Much of the catalog functionality can be accessed from the fatcat.wiki API (https://api.fatcat.wiki/redoc). Scholar adds a search index over the body content of papers, and we are still thinking through how to make this available through a public API without slowing down query latency even more.
We are friendly with Semantic Scholar, and have used their "open corpus" dumps as one of several URL seed lists for crawling in the past. Their search and discovery tech is more sophisticated than ours is likely to be any time soon (https://medium.com/ai2-blog/building-a-better-search-engine-...). We would love to get to the place where groups like AI2, which are primarily research-oriented, could build on an existing open catalog and corpus, and not need to duplicate time crawling, merging catalogs, cleaning metadata, etc. As of today Microsoft Academic (used by Semantic Scholar) might be a better option.
Want to be thoughtful about ranking signals, and are deeply skeptical of journal impact factor, h-index, and most bibliometrics. "Has this been cited more than a handful of times" seems like a reasonable coarse boost. Hope to include more curated signals, like "won a paper prize", "journal in DOAJ and other reviewed indices", etc.
Have been working on a citation graph, keep an eye out for something about that in coming months. One cool thing we hope to do with the citation graph is find "missing works" not yet in the catalog (eg, don't have a DOI, especially for pre-1990 era).
Do you think this is suitable for bibliometric research? (We don't need citation-graphs). We use Scopus and Web of Science, but I really don't like that we are not able to publish helpful datasets that we extract from these databases.
I think it is in a good place for simple bibliometric queries. The fatcat elasticsearch API is open at https://api.fatcat.wiki/fatcat_release/ (behind a proxy to filter "unsafe" requests). That works pretty well for jupyter notebook style experimentation if you are willing to learn the elasticsearch query DSL for aggregations and things.
I don't think the catalog has high enough metadata quality today for use in published research. There are some glaring errors and omissions when you actually starting digging in. On the other hand, almost all bibliographic catalogs seem to have such problems. Fatcat, by being open and having an API, does have the potential to aggregate corrections, fixes, and contributions directly from researchers over time.
A particular missing piece today is that there is no categorization or "discipline" metadata of almost any type. This sort of metadata is more subjective, and the catalog currently carefully only includes factual information. We will likely start collecting metadata at the journal ("container") level and can trickle that down to papers. Aggregating, editing, and curating that metadata in Wikidata first, then importing to Fatcat, might be the best and most sustainable path forward.
Today I discovered "Open Access Diamond journals" in a report (https://zenodo.org/record/4558704/files/OADJS-Findings.pdf). These are low-scale peer-reviewed free-to-read free-to-publish non-commercial journals, typically supported by Universities or Goverment agencies. They serve diverse communities and are not predatory journals (they are free after all).

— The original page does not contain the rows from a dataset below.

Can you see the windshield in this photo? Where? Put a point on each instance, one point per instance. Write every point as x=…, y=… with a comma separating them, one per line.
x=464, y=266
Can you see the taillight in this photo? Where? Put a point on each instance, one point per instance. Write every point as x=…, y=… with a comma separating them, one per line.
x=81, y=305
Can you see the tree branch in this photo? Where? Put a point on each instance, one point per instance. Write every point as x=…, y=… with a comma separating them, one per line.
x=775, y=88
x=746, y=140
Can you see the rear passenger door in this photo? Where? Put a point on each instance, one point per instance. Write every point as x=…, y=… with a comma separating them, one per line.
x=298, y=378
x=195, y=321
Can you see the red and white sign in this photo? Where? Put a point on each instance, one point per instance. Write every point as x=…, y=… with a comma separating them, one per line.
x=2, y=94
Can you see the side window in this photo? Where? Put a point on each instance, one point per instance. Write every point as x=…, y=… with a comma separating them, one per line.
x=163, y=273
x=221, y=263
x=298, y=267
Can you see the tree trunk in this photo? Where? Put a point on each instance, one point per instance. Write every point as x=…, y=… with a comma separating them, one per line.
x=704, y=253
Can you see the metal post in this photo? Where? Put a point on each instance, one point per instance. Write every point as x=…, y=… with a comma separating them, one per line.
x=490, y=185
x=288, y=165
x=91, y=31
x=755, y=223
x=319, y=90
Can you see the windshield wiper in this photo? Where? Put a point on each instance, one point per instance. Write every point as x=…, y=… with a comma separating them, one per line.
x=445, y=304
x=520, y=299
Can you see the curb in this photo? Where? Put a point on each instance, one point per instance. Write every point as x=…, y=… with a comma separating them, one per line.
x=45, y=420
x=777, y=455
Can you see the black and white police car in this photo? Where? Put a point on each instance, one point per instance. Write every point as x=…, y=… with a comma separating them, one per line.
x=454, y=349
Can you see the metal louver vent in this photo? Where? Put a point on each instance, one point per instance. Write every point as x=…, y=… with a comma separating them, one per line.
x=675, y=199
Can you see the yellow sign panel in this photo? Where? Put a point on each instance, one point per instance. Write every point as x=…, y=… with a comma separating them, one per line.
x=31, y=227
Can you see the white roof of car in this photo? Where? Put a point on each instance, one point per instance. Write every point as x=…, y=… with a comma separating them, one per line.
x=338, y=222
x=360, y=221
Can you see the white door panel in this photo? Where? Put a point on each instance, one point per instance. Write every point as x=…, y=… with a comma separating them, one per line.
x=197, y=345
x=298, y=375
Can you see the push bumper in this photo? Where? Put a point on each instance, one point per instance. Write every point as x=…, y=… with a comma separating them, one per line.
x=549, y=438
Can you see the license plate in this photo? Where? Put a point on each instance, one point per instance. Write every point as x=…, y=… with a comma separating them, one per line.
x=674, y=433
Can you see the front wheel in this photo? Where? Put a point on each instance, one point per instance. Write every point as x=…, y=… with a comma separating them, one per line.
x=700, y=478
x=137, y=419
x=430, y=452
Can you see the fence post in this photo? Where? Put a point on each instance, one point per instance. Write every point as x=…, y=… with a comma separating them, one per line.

The bad news is only half of them use DOI or embed licenses in the metadata. Are they indexed or archived somewhere?
To my surprise, there are more than 350,000 papers published in OA Diamond journals every year, and most journals publish fewer than 25 articles a year.
The internet archive is becoming an alternative good internet. It has a web archive, film archive, software archive, media archive... and now research papers archive. That is the internet as a giant library as we dreamed in early 90's.
Presumably it would be be acquired, paywalled, and monetized by a private equity firm (or some suitably hostile intellectual property rightsholder organization) before going bankrupt and shutting down for good.
Exactly. I encourage everyone to become a digital hoarder yourself. See a cool blog post? Assume it will be GONE in 5-10 years. So make a backup PDF copy, and throw it in dropbox. In 5-10 years if you re-encounter that page, and the internet archive is missing the page, you'll be delighted to find it in your own archive, and you can be the one who restores that information to the world.
Internet Archive strikes again! I love Internet Archive, not just for archiving websites but for archiving everything and making it easily accessible. This is another great service that'll help a lot of researchers and hobby-researchers, which is lovely to see.
This is amazing. I had a play around with it whilst it was in beta, and was blown away by the variety of papers returned. On a whim I searched for a very obscure topic that I'd researched before (just for personal interest) in the past using worldcat / google scholar, and to my surprise was presented with several highly relevant papers I'd never come across before, that were exactly what I was looking for.
archive.org is really one of the few things still good on the internet, while studying it has been invaluable for my studies, I can't imagine what the previous generations that could only access 5% of sources were even doing.
Oh yeah! Tried this on several specific topics I've looked at recently (2 years ago, 7ya, and 150ya) and the results were fast and on the mark. I'll certainly favor using Scholar over IA searches. Congratulations!
How does this compare to BASE and why isn't BASE used as a source?
"BASE is one of the world's most voluminous search engines especially for academic web resources. BASE provides more than 240 million documents from more than 8,000 content providers. You can access the full texts of about 60% of the indexed documents for free (Open Access). BASE is operated by Bielefeld University Library."
BASE, SHARE (https://share.osf.io/), and CORE (https://core.ac.uk) all primarily pull metadata via OAI-PMH, though they may also incorporate other sources these days. We have worked with CORE to check content overlap. We have also done our own OAI-PMH bulk scraping and broad preservation crawling, but most of this content has not ended up indexed in fatcat yet.
The main reason that we haven't done bulk imports from OAI-PMH directly or from any of these sources is that we haven't gotten a handle on the metadata quality yet. There are many, many duplicate records out there, and we think it is important to merge these correctly (under "work" entities in fatcat). Until recently we didn't have a mechanism to fuzzy-match new records to prevent duplicate creation. Once we get a policy figured out and polish the de-dupe code, we expect to significantly increase the amount of content in the catalog from these sources.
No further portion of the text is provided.